(S2) 5. Udah Bang

181 18 14
                                    

Dimar masuk kedalam rumah megah milik Singto. Suara desahan dan erangan masih terdengar di pukul lima pagi ini. Dia hanya bisa menggelengkan kepalanya tanda hanya bisa menerima perilaku sang majikan.

Majikannya tersebut memanglah baik, sering mengantar Dimar untuk pulang kerja, gaji yang kadang dilebihkan dari yang biasanya, berserta uang bulanan untuk Singto makan yang selalu sisa, Dimar selalu mengembalikan, tapi Singto selalu menolak sambil berkata ; "Enggak apa Bi, buat Bibi saja". Itulah yang membuat Dimar betah untuk bekerja di rumah Singto. Ya, selain kelakuan bos nya yang tidak tahu malu itu, Dimar baik-baik saja. Toh, Singto tidak pernah macam-macam dengannya. Bahkan mungkin sikap Singto sudah menganggap Dimar layaknya Ibu sendiri.

Dimar bisa memakluminya, mengetahui akan hidup Singto yang tanpa sentuhan kasih sayang dari orang tua, membuat Dimar sadar darimana semua sikap Singto berasal.

Bekerja di rumah semewah ini tidaklah membuat Dimar merasakan lelah yang berlebihan. Singto hanya tinggal sendiri, yang sekarang ditambah Krist yang tidak terlalu banyak tingkah, tentu saja itu bukanlah beban bagi Dimar. Bahkan Dimar kerap tidur siang di sofa untuk bersantai kala tidak ada apapun yang harus dikerjakan.

'Tok tok tok'

Dimar mengetuk pintu kamar Singto, tapi tidak juga terdengar sahutan dari dalam. Yang terdengar hanyalah tawa Singto dan teriakan lemah dari Krist yang menyatu dengan suara gemericik air. Tidak lagi terdengar suara desahan dan erangan seperti sebelumnya.

'Tok tok tok'

"Pak." Kembali Dimar mengetuk pintu kamar Singto. Masih tak ada sahutan, Dimar pun memutuskan untuk kembali turun ke lantai satu. Dia bingung hendak memasak apa hari ini, jadi dia ingin bertanya pada Singto terlebih dahulu.

Sedangkan di dalam kamar mandi, Singto tengah mandi bersama Krist.

"Bang!" Krist berteriak lemah karena sedari tadi Singto terus saja menggelitik tubuhnya yang penuh dengan busa sabun, yang Singto gosokkan.

"Ahaha." Singto hanya tertawa melihat wajah lemah Krist yang tidak berdaya untuk melakukan apapun.

"Bang cukup Bang, gua lemes loh Bang." Krist terdengar memohon agar Singto menghentikan tangannya untuk terus menggelitik tubuhnya tersebut.

"Sepong dulu punya Abang, baru Abang berhenti." Pinta Singto. Sepertinya makhluk yang satu ini tidak pernah ada kata 'puas' dalam melakukan sex dengan Krist.
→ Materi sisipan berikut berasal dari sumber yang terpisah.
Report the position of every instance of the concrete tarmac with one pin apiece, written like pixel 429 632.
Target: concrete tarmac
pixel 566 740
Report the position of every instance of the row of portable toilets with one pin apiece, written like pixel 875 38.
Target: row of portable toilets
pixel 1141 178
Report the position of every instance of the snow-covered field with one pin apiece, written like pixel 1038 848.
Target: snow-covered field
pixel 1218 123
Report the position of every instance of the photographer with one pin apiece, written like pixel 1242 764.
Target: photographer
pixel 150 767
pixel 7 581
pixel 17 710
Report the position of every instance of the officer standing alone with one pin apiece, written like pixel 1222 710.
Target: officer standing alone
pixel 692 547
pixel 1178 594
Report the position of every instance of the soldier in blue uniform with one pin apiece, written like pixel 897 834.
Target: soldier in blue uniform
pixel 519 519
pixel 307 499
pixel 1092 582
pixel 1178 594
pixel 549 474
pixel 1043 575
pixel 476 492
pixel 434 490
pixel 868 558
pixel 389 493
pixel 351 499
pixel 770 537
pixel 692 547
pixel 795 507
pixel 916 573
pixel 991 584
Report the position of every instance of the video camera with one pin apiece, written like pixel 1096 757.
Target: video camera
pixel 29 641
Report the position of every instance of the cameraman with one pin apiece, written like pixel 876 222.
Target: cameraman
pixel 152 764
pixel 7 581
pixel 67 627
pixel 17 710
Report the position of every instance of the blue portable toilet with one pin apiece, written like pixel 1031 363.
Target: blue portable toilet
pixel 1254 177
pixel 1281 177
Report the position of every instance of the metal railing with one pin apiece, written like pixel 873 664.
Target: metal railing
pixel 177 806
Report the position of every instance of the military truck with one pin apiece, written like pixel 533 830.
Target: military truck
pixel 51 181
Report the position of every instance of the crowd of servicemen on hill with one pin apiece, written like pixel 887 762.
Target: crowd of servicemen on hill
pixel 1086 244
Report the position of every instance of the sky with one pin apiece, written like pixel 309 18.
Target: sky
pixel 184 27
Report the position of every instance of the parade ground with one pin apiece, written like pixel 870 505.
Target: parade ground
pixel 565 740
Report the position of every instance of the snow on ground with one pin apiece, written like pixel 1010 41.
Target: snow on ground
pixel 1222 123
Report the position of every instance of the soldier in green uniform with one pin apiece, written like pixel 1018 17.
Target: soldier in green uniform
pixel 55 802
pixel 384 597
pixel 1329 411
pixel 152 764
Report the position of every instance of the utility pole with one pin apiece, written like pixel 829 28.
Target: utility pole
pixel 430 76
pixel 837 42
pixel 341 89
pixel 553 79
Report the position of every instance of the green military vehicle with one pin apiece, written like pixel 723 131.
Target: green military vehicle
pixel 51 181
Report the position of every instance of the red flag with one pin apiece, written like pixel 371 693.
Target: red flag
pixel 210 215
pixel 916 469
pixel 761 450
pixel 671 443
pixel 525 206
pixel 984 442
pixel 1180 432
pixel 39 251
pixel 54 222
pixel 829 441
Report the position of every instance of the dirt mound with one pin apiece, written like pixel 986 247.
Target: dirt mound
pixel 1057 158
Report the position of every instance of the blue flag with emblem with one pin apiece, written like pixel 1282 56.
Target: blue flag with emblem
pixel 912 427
"Abang dulu aja kalo ngewe sama cowok cukup sekali, kenapa sama gua gak pernah cukup." Ujar Krist dengan nada yang sedikit kesal. Bagaimana dirinya tidak kesal, dari pukul setengah satu dini hari, hingga pukul setengah 6 pagi mereka melakukan sex hingga Krist lemah tak berdaya, tapi Singto masih meminta untuk Krist memanjakan penisnya dengan mulut Krist.

Krist bahkan tidak kuat untuk menggerakkan tubuhnya, inginnya dia hanya berendam sembari merebahkan badannya di dalam bak mandi, karena seluruh tubuhnya begitu lemas juga sakit, apalagi pada bagian analnya, begitu perih tak tertahan, pinggangnya pun terasa linu.

"Lagian kamu enak Dek." Singto sudah berhenti untuk menggelitik tubuh Krist, dia hanya menyiramkan air ke punggung Krist yang penuh dengan busa.

"Tapi kan gua dah lemes banget loh Bang, seluruh badan gua juga sakit banget. Lain kali gua gak akan menyanggupi dan gak akan mau lagi buat ngewe sampe pagi." Ujar Krist lemah.

"Yakin?" Tanya Singto dengan nada seperti menggoda.

"Yakin bet gua suer, sumpah, gak boong."

***

Keluar dari kamar mandi, Singto mengangkat tubuh Krist yang mengenakan bathrobe ala bridal style, dan mendudukkan tubuh Krist di sebuah sofa kecil di kamar itu. Singto pun mencari baju untuk Krist dan juga dirinya.